At some point during your quest to figure out if homeschool was the right choice for your children, you probably typed the question, “what is the best homeschool curriculum” into Google. But as smart as Google may be, it cannot know the dynamics and nuances of your family. It doesn’t know why you’re looking into homeschool – if you have a child who struggles in math or spelling, if you’re looking to incorporate a Biblical worldview into their education, if your family travels frequently for competitive soccer tournaments, or if one of your kids has an attention issue and could benefit from a more involved, one-on-one style of education. So, while there are lots of options when it comes to curriculum, there are really only a handful of homeschool styles to choose from. And choosing the right one for your family can be tricky.
We’ve broken down the options into four basic categories to help you navigate what’s out there to choose from.
School at Home, a Parent-Led Homeschool Approach
If you decide on a parent-led homeschool approach, you will be taking on the incredible role of “teacher” in your child’s life. If you’re brand new to homeschool, it can be overwhelming at first, but over time, you will find a comfortable routine. You’ll discover how to stay organized by using the tools that work best to fit your needs.
For example, some parents would prefer to have the lesson plans and teacher editions provided to keep them on track. Some like to have teaching aids to keep their kids engaged. Regardless of the additions to the basic textbooks and grading guides, a parent-led approach to homeschool is what most people think of when they hear the word “homeschool.” You will be investing time in planning, teaching, and grading, just like a teacher would. Only, you will be able to make your own schedule, avoid a commute, spend quality time with your children, and make your living room or your backyard into your classroom.
Video Lessons and Virtual Homeschool
Video lessons are great for many reasons. Single-subject videos work well if there are subjects you don’t feel comfortable leading. For example, if math is a weak spot for you, you can rely on virtual teachers to do the heavy lifting. But issues with single subjects are not the only reasons parents utilize video. It’s also becoming more and more popular to virtual homeschool for the entire year and for every subject.
For families who travel frequently – like missionaries, military families, or even just plain life-travel for baseball games or ballet – video lessons and virtual homeschool are life-savers. Some people call it “roadschooling” because it can be done on DVD players or iPads in the car. In the Abeka curriculum, we offer an “independent study” path, where the timeline for completing coursework is not an issue for families who need extra flexibility.
The simplicity of having all the lessons pre-recorded, rewindable, and simply paused when a break is needed makes this style of homeschool even more flexible than usual. The teachers do all the work, and as the parent, your role is to make sure all the testing, quizzing, and preparation is getting done.
Eclectic “Flexible” Homeschool
Eclectic means you get to hand-pick every piece of your children’s academics. By selecting each piece of curriculum carefully, you can customize their education to be exactly what you want it to be.
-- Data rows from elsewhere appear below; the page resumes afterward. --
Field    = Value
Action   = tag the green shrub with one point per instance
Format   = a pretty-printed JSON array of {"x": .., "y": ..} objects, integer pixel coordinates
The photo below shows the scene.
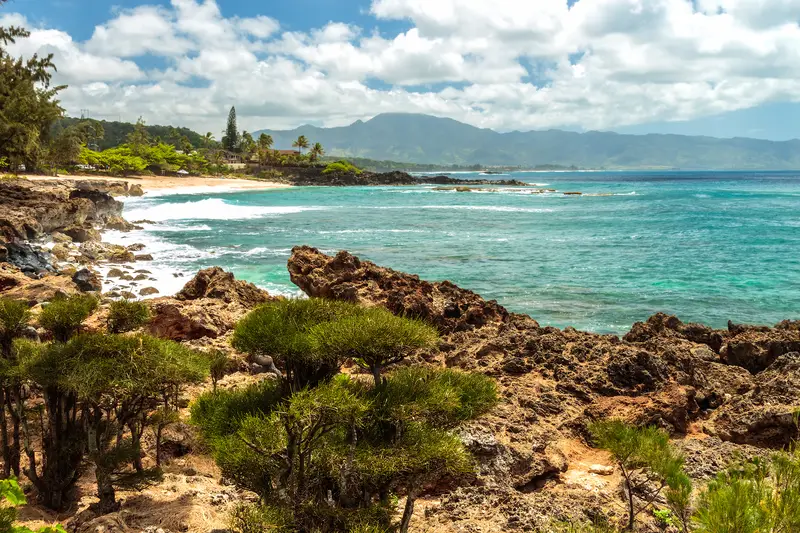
[
  {"x": 761, "y": 496},
  {"x": 218, "y": 361},
  {"x": 374, "y": 338},
  {"x": 645, "y": 457},
  {"x": 64, "y": 315},
  {"x": 248, "y": 518},
  {"x": 14, "y": 317},
  {"x": 343, "y": 167},
  {"x": 281, "y": 330},
  {"x": 126, "y": 315},
  {"x": 12, "y": 495}
]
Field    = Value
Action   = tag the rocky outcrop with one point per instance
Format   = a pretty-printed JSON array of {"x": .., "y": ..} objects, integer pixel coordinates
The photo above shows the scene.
[
  {"x": 313, "y": 176},
  {"x": 736, "y": 387},
  {"x": 346, "y": 277},
  {"x": 208, "y": 306}
]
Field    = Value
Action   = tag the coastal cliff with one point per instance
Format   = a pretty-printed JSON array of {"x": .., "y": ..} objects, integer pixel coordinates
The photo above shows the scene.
[{"x": 721, "y": 394}]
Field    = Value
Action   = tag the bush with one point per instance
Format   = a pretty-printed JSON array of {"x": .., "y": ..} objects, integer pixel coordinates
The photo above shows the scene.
[
  {"x": 344, "y": 167},
  {"x": 247, "y": 518},
  {"x": 761, "y": 496},
  {"x": 374, "y": 338},
  {"x": 12, "y": 495},
  {"x": 63, "y": 316},
  {"x": 646, "y": 457},
  {"x": 126, "y": 315},
  {"x": 281, "y": 330},
  {"x": 14, "y": 316}
]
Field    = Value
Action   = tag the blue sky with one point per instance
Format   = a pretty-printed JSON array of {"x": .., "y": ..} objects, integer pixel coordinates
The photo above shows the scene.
[{"x": 707, "y": 67}]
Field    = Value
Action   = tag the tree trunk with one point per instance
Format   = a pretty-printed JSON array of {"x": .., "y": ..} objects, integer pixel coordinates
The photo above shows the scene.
[
  {"x": 376, "y": 374},
  {"x": 106, "y": 493},
  {"x": 408, "y": 512},
  {"x": 4, "y": 435}
]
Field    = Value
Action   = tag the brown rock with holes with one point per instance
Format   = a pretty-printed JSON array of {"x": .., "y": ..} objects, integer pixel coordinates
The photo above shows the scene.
[
  {"x": 209, "y": 305},
  {"x": 346, "y": 277}
]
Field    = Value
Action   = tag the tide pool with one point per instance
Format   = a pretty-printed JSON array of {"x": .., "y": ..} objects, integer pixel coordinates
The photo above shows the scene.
[{"x": 706, "y": 246}]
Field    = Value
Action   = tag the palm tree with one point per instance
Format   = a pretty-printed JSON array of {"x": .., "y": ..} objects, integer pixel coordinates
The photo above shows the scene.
[
  {"x": 316, "y": 151},
  {"x": 300, "y": 143},
  {"x": 265, "y": 141},
  {"x": 264, "y": 148}
]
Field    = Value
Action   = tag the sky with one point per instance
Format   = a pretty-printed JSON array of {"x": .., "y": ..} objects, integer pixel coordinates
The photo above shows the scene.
[{"x": 722, "y": 68}]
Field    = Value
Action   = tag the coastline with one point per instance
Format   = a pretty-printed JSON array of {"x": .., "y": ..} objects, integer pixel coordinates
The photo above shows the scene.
[{"x": 171, "y": 184}]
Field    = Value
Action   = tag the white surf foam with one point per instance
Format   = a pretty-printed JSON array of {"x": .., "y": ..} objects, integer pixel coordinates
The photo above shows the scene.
[{"x": 210, "y": 209}]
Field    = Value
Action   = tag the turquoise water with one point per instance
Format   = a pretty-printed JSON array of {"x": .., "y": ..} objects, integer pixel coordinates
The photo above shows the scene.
[{"x": 706, "y": 246}]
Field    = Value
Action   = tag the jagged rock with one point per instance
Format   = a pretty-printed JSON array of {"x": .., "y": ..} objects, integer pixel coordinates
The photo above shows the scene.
[
  {"x": 100, "y": 251},
  {"x": 28, "y": 259},
  {"x": 118, "y": 223},
  {"x": 59, "y": 237},
  {"x": 60, "y": 252},
  {"x": 756, "y": 350},
  {"x": 345, "y": 277},
  {"x": 82, "y": 234},
  {"x": 87, "y": 281},
  {"x": 17, "y": 286},
  {"x": 209, "y": 305},
  {"x": 765, "y": 415},
  {"x": 218, "y": 284}
]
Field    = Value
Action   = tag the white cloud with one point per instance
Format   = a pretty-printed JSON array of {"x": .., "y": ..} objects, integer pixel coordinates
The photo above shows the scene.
[{"x": 506, "y": 64}]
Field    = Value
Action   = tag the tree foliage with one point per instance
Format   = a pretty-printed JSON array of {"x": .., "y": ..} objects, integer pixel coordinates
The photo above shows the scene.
[
  {"x": 649, "y": 465},
  {"x": 63, "y": 316},
  {"x": 760, "y": 496},
  {"x": 326, "y": 452},
  {"x": 126, "y": 315},
  {"x": 11, "y": 494},
  {"x": 373, "y": 338},
  {"x": 231, "y": 139},
  {"x": 28, "y": 105},
  {"x": 341, "y": 167}
]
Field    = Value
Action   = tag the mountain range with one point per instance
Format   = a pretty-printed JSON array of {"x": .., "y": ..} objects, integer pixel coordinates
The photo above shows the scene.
[{"x": 417, "y": 138}]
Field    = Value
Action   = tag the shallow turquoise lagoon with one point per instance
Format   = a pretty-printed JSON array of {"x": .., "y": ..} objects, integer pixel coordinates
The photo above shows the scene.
[{"x": 707, "y": 246}]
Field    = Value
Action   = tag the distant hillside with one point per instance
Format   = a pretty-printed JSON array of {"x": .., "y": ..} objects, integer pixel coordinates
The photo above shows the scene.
[
  {"x": 442, "y": 141},
  {"x": 117, "y": 132}
]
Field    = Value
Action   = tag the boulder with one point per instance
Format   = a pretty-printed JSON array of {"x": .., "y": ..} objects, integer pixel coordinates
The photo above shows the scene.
[
  {"x": 87, "y": 281},
  {"x": 346, "y": 277},
  {"x": 59, "y": 237},
  {"x": 209, "y": 305},
  {"x": 217, "y": 284},
  {"x": 765, "y": 415},
  {"x": 82, "y": 234},
  {"x": 118, "y": 223}
]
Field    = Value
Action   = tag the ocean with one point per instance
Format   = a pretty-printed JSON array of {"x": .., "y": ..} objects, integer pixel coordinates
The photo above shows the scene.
[{"x": 706, "y": 246}]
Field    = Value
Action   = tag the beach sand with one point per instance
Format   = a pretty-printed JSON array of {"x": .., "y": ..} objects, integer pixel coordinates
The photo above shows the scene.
[{"x": 167, "y": 183}]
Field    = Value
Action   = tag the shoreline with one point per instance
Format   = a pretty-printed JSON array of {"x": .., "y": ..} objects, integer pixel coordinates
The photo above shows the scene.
[{"x": 163, "y": 185}]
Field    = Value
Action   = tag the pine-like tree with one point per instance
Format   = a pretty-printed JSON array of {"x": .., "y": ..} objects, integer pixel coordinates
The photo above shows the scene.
[{"x": 230, "y": 141}]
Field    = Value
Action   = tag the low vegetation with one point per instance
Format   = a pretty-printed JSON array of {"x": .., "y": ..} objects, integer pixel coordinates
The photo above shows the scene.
[
  {"x": 330, "y": 452},
  {"x": 99, "y": 394},
  {"x": 341, "y": 167}
]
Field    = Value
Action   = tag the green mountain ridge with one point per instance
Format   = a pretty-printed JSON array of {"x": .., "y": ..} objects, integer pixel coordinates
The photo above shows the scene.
[{"x": 431, "y": 140}]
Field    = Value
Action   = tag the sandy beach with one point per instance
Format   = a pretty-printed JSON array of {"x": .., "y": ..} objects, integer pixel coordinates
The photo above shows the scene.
[{"x": 166, "y": 183}]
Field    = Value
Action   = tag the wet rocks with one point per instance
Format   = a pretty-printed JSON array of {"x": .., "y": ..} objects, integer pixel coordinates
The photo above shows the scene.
[
  {"x": 87, "y": 281},
  {"x": 346, "y": 277},
  {"x": 209, "y": 305}
]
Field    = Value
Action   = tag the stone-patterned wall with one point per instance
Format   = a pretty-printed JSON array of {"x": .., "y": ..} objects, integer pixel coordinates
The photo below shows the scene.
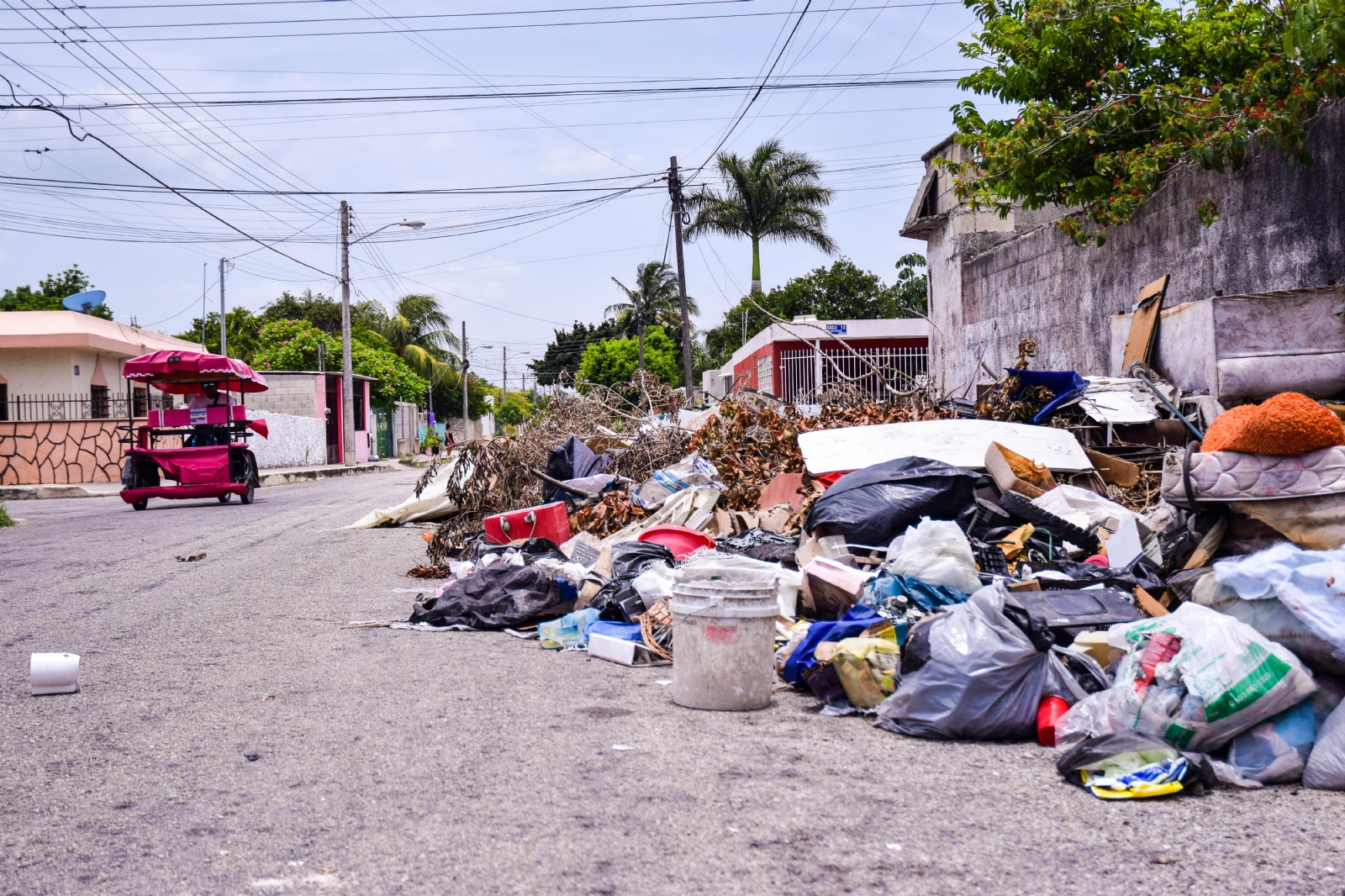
[{"x": 60, "y": 452}]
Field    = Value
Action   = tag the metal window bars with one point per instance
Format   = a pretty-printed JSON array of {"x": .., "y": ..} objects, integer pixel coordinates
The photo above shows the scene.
[{"x": 842, "y": 372}]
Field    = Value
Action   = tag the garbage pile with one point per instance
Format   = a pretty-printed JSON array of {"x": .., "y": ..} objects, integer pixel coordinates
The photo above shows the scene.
[{"x": 1143, "y": 580}]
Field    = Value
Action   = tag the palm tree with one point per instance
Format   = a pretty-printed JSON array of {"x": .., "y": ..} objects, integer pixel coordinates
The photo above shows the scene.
[
  {"x": 656, "y": 298},
  {"x": 421, "y": 334},
  {"x": 775, "y": 194}
]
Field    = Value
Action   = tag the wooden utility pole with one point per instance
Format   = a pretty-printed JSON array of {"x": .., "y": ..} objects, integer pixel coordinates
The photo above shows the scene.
[
  {"x": 676, "y": 192},
  {"x": 347, "y": 400},
  {"x": 466, "y": 365}
]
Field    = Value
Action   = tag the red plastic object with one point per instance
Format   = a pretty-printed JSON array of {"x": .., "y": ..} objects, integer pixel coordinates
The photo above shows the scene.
[
  {"x": 1049, "y": 714},
  {"x": 681, "y": 540},
  {"x": 545, "y": 521}
]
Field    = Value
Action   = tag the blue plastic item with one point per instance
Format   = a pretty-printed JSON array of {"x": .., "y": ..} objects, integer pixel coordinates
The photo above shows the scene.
[
  {"x": 1066, "y": 385},
  {"x": 625, "y": 631},
  {"x": 849, "y": 626}
]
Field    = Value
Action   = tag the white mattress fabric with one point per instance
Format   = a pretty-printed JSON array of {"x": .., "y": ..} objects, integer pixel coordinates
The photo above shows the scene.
[{"x": 1232, "y": 475}]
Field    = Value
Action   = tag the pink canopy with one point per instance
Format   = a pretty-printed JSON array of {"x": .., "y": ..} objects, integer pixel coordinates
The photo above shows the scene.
[{"x": 183, "y": 373}]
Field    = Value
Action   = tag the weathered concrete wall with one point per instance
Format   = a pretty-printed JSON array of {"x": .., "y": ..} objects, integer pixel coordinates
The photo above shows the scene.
[{"x": 1282, "y": 226}]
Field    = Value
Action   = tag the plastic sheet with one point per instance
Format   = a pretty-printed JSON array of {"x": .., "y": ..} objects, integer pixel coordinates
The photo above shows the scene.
[
  {"x": 874, "y": 505},
  {"x": 973, "y": 674}
]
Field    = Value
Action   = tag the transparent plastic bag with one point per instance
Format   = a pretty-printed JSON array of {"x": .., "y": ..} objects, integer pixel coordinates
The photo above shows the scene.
[{"x": 938, "y": 553}]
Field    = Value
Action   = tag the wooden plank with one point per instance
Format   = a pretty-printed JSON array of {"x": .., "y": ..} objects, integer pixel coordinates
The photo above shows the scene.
[
  {"x": 1143, "y": 323},
  {"x": 961, "y": 443},
  {"x": 1147, "y": 604},
  {"x": 1114, "y": 470}
]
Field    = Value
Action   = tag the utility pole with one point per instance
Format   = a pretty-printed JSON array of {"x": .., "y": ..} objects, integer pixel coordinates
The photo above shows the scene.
[
  {"x": 224, "y": 347},
  {"x": 676, "y": 192},
  {"x": 466, "y": 365},
  {"x": 347, "y": 400}
]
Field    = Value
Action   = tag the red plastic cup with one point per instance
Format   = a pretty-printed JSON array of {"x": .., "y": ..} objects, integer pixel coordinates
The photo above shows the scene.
[{"x": 1049, "y": 714}]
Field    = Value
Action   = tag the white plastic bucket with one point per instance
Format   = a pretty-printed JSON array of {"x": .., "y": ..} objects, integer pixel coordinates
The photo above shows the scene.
[
  {"x": 723, "y": 636},
  {"x": 54, "y": 673}
]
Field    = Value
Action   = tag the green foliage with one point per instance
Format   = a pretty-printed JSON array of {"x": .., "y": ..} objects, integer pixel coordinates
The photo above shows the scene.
[
  {"x": 293, "y": 345},
  {"x": 241, "y": 329},
  {"x": 564, "y": 353},
  {"x": 615, "y": 361},
  {"x": 50, "y": 293},
  {"x": 1116, "y": 96},
  {"x": 771, "y": 195},
  {"x": 840, "y": 293}
]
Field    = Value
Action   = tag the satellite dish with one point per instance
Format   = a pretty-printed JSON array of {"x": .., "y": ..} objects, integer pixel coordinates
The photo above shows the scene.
[{"x": 85, "y": 302}]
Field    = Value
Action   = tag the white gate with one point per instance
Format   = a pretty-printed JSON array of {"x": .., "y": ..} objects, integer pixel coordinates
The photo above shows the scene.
[{"x": 799, "y": 369}]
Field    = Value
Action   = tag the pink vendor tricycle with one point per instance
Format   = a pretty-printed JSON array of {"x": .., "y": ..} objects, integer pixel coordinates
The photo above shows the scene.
[{"x": 214, "y": 461}]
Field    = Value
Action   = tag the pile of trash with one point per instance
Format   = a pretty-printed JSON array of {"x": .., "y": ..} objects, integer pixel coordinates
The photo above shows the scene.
[{"x": 1147, "y": 582}]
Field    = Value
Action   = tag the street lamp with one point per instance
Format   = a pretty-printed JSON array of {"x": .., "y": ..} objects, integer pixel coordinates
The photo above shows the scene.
[{"x": 347, "y": 373}]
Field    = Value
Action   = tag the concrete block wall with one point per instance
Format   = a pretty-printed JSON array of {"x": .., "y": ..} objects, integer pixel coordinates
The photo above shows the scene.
[{"x": 1282, "y": 226}]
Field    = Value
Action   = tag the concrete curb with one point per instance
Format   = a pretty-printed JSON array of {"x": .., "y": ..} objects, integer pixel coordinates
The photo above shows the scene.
[{"x": 279, "y": 477}]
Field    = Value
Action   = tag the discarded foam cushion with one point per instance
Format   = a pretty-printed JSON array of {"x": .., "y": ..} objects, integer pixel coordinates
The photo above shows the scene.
[{"x": 1288, "y": 424}]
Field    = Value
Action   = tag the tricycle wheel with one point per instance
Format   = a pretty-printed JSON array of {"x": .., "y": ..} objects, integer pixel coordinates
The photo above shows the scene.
[{"x": 252, "y": 482}]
However, choosing each piece of curriculum is a challenge in itself, and it can prove to be overwhelming in comparison to an all-inclusive option like Abeka Academy or a parent-led kit. Some eclectic families mirror a traditional school year, and others choose to school year-round. For example, in this recent blog, homeschool mom Elizabeth Kidd walks through how she selects each subject for her four children and how they tackle the year. Her family does school year-round, focusing on science and social studies in the summer, with a heavier focus on language arts and math throughout the school year. And she uses different curriculums for math versus other subjects.
Homeschool Group Co-Ops
As your children grow into teenagers, they will start to take classes like physics and trigonometry. If you’re using a parent-led approach, how will you handle teaching those tough subjects? A homeschool co-op could be the solution. A co-op is when a group of homeschool students get together for the same purpose, such as learning a single subject or even just to hang out socially. A parent who specializes in the topic may lead the lessons or alternate from week to week with other parents who understand the subject matter.
Homeschool co-ops can be utilized in a variety of ways. Some act as mini schools all year long, others meet infrequently and offer enrichment classes or field trips, and sometimes, co-ops are simply used to exchange discounted homeschool materials.
Ask around in your local homeschool community groups and do some online research to find out if there is a co-op that your child could become a part of.
Choosing a homeschool curriculum and style is a decision that affects your entire family. Start by thinking through your goals carefully. Write them out in list form, and consider why you’ve chosen to homeschool in the first place. Which of these methods sounds feasible for your family’s dynamic and lifestyle? The Lord is faithful, and He will give you wisdom to make the right choice. And remember, no matter which path you choose, you can always switch it up and try a different homeschool option to find the best homeschool style to suit your family’s needs.